For installation of the package on Linux/Unix you need from about 3GB (without sources) to 6GB (with sources and compiled objects). The run-time (scratch) disk space requirements greatly depend on what type of calculation you perform. For the ADF program, it may range from a few megabytes for a small molecule up to a hundred gigabytes for a large molecule with a large basis set, the amount scaling quadratically with the system size. BAND calculations typically require a lot more disk space than ADF for a system of a similar size. You may need anywhere from a few to hundreds of gigabytes of free disk space at run time.

Network

First of all, on the most popular systems (Linux, Mac OS and Windows) a network card must be present in the computer as its hardware MAC address is used as the computer’s ID for the licensing.

In order to enable MPI on a standalone Windows computer, one may need to create a dummy network connection by adding a network “card” called Microsoft Loopback Adapter. This interface will be assigned an IP address from a private range.

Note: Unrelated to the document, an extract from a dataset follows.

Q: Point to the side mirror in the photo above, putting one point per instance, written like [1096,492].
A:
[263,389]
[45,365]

Multi-host parallel performance.

As far as performance concerned, a switched Gigabit Ethernet network is typically sufficient for good parallel performance on up to four nodes if the nodes do not have too many CPU cores per node. If you are going to use more nodes, or nodes with high core count, you may need faster communication hardware, such as Infiniband, to get good performance. Please note that multi-host execution is not supported on Windows.

Graphics

Starting with ADF2017, the GUI requires OpenGL 3.2 to run. Windows users with older hardware can try the 32bit Windows versions of revision r60098 and up (ADF2017.107+), which contains an OpenGL1 compatible version of the GUI. For Linux users there is an OpenGL1 fallback mode availble, please read more about it in the Remote GUI documentation.

Software requirements

Operating System

The package runs on Windows and on the following Unix variants: Linux (x86-64, PowerPC), Mac OS X.

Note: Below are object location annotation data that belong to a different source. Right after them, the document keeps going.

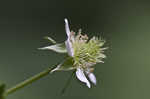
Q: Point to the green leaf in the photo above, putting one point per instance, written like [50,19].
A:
[65,65]
[59,48]
[2,89]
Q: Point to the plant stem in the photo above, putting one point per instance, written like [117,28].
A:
[28,81]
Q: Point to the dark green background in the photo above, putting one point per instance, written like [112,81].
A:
[124,24]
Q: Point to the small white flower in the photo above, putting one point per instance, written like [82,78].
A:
[83,54]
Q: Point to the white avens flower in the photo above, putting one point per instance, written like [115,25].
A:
[83,54]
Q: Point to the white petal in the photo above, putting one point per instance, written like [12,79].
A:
[67,28]
[92,78]
[80,75]
[69,48]
[68,42]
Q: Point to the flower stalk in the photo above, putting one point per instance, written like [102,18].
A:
[28,81]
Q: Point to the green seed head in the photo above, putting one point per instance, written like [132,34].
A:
[87,52]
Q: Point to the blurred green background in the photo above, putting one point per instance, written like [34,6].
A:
[124,24]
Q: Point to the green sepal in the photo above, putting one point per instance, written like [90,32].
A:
[59,48]
[66,65]
[2,90]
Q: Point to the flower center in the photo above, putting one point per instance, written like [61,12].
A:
[87,52]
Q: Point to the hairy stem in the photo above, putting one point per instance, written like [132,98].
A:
[28,81]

On the Apple systems the 64-bit ADF version is supported on Mac OS X 10.9 and newer.

On linux the compute engines and python scripting environment require a GLIBC version of 2.11 or higher (ADF2017.111 and older needed GLIBC 2.4 or higher), the GUI needs GLIBC 2.7 or higher. ADF is compiled on CentOS 6, the code gets tested daily on CentOS 6 and Ubuntu 16.04.

The Windows version of ADF is supported on Windows 7, 8, 8.1 and 10.

Additional libraries

Certain version of ADF will require different libraries to be installed on the system depending on the MPI library used.

Graphics

In order to run the the graphical user interface (GUI) the computer needs to have an OpenGL-capable graphics subsystem (hardware, drivers and libraries). Besides that, on Linux the following (or equivalent) packages must be installed:

fontconfig-2.4.1
freetype-2.2.1
libdrm-2.0.2
libICE-1.0.1
libSM-1.0.1
libstdc++-4.1.2
libX11-1.0.3
libXau-1.0.1
libXdmcp-1.0.1
libXext-1.0.1
libXft-2.1.10
libXrender-0.9.1
libXScrnSaver-1.1.0 (Ubuntu users may need to install libXss1)
libXt-1.0.2
libXxf86vm-1.0.1
mesa-libGL-6.5.1
mesa-libGLU-6.5.1

The GUI will not able to start without shared libraries provided by these packages.

NOTE: If you receive an error about libXss (libXss.so.1: cannot open shared object file: No such file or directory), you need to install libXScrnSaver (redhat/centos: yum install libXScrnSaver) or libxss1 (ubuntu/debian: sudo apt install libxss1).

Compiler

If you have a license for the source code, you can compile the source yourself, with or without your own modifications.

The source consists mainly of Fortran95 code, with some small parts written in C. Some of the Fortran2003 features are also used so a compiler supporting it is required. You must use object-compatible Fortran and C compilers to those we are using on the same platform, since some parts of the code are available only as object modules. For all x86 platforms it is currently Intel Fortran 15 or gFortran 4.8 or newer, for PowerPC it is IBM XL Fortran 15.1. It is very unlikely that other compilers, or even a different major version of the same compiler, will work with these object modules. We cannot support compilers different from what we are using ourselves.

To check which compiler to use, check the detailed machine information on the Download section of our web site.